Now, with a boom in new home construction and an increase in residential prices largely along the Front Range, and a decrease in energy taxes on gas and oil extraction, the 45–55 percent ratio set statewide is reducing the percent of valuation subject to tax. What is a 7.96 percent of valuation (it was 29 percent in 1982) is estimated to be something like 6.56 percent, or lower, in the next budget year.
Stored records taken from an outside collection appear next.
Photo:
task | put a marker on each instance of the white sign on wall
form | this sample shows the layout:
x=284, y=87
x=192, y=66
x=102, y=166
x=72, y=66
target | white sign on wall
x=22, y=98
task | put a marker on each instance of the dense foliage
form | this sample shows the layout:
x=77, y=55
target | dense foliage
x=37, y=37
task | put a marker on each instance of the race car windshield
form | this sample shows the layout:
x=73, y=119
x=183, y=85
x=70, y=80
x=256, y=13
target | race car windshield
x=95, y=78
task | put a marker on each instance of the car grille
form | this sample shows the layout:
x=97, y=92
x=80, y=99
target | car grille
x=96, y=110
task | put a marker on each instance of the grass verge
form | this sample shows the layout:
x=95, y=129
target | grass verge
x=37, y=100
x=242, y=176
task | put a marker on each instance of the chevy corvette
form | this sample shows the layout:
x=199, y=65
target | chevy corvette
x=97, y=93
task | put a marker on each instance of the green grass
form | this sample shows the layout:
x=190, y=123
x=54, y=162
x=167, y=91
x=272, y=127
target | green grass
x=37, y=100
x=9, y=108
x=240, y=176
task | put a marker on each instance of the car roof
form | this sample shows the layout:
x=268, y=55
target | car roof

In the large metro counties where there are additional new homes and significantly rising prices, that reduced percentage can be absorbed in school and local district budgets. In counties where there is less of a residential boom, or no boom, the coming fiscal year’s loss of perhaps 1.4 percent applied to valuation will severely impact budgets. Reductions will occur in school, law enforcement and special district revenues.

In Montezuma County in 2015, oil and gas accounted for 62 percent of county revenue. In 2016 that dropped to 54 percent. The Gallagher squeeze is coming alongside a decline in taxes on assessed valuation from carbon dioxide extraction and oil and gas prices nationwide, resulting in reduced tax revenue from those sources as well.

With energy development, homeowners in Montezuma County have been spared the responsibility of supporting a good portion of local services, and Gallagher has pushed public school costs onto the state.

The fix – returning to a more realistic level of residential valuation – will not be popular, but it must be done.